Her debut Young Adult novel, Starfish, (released by Ink Road on April 5) deals with social anxiety, toxic relationships, rejection and the importance of being true to yourself.
I was eight years old the first time I went to Hawaii.
My dad was born and raised there, as were his parents and grandparents. I spent two summer vacations on Oahu, and experienced life not as a tourist, but as a local.
I still remember the mornings. My grandma would slice up fresh mango for breakfast and my grandpa would walk through the door with a bag of lychees he’d picked from the neighbour’s backyard.
In the afternoons I’d help him water his orchids and try to catch the lizards that had wandered into the house looking for shade.
We’d have brunch most days at a nearby barbecue joint, where a handful of local elders would sit in the back and drink coffee for hours.
My brothers and I would help the restaurant staff fill cups with ice and put silverware out on the tables.
It felt like we were part of the community. People called us “hapa” – a term that means half outsider, but is commonly used by locals to mean half-Asian, half-white.
I’m used to people looking at me like I don’t belong.
Usually it’s because they have a hard time placing my ethnic background, and so they ask the phrase that never fails to make me feel bothered: “What are you?”

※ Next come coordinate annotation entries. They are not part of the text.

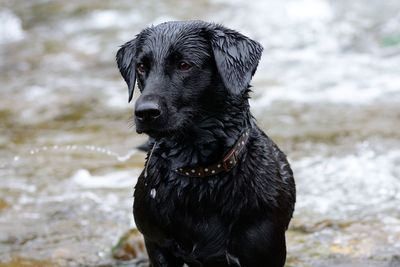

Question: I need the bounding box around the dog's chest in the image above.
[134,172,231,256]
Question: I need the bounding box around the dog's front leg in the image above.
[145,240,184,267]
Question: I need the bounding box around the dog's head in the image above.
[117,21,262,137]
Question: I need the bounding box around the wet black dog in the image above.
[117,21,295,267]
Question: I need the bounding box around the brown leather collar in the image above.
[175,129,250,177]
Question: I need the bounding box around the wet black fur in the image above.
[117,21,295,267]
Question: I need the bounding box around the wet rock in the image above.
[0,198,10,211]
[112,229,147,260]
[52,248,74,260]
[0,258,59,267]
[388,255,400,267]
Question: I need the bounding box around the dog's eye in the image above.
[136,63,146,73]
[178,61,192,70]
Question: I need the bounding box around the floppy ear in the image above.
[116,39,136,102]
[210,26,263,94]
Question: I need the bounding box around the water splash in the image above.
[0,145,140,169]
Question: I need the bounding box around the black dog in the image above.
[117,21,295,267]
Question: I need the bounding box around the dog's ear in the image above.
[210,26,263,94]
[116,39,136,102]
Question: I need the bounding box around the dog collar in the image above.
[175,129,250,177]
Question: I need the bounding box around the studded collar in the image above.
[175,129,250,177]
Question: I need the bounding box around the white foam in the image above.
[0,9,25,44]
[71,169,141,188]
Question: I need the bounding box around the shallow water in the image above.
[0,0,400,267]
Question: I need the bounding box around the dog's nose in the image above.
[135,100,161,122]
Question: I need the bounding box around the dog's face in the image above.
[117,21,262,138]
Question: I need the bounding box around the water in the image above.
[0,0,400,267]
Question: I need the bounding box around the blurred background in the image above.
[0,0,400,267]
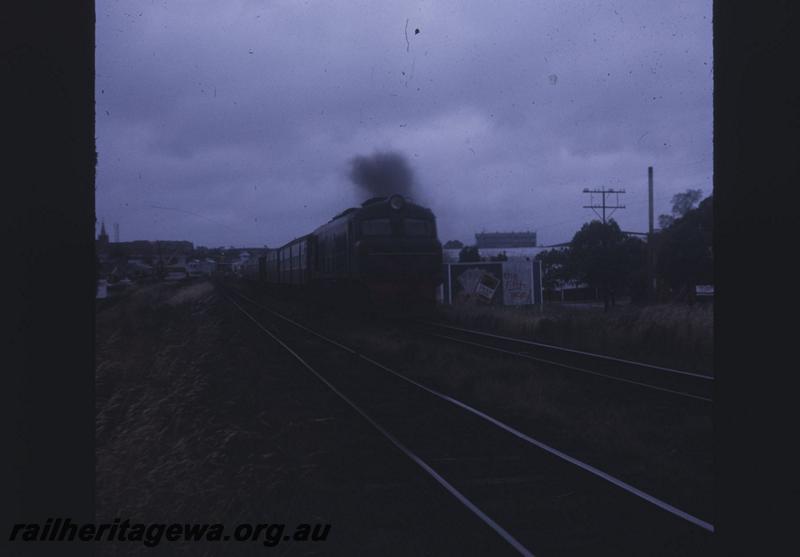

In Hawaii, they don’t need to ask, because so many of the locals are just like me – hapa. Half. Not unusual, or exotic, or different. And in many ways, Hawaii felt more welcoming than the city I grew up in.
When I went back to Hawaii as an adult, I wondered if it would still feel the same, or if the years away had somehow made me less hapa than I once was.
I was wrong to worry.
Hawaii is more than a holiday.
It’s more than the beautiful cerulean beaches with white sand and the perfect weather that’s mostly the same throughout the year.
It’s more than the smell of gardenias wafting through the air and the delightful birdsong of shama thrush in the trees.
To me, Hawaii is family. To me, Hawaii is home.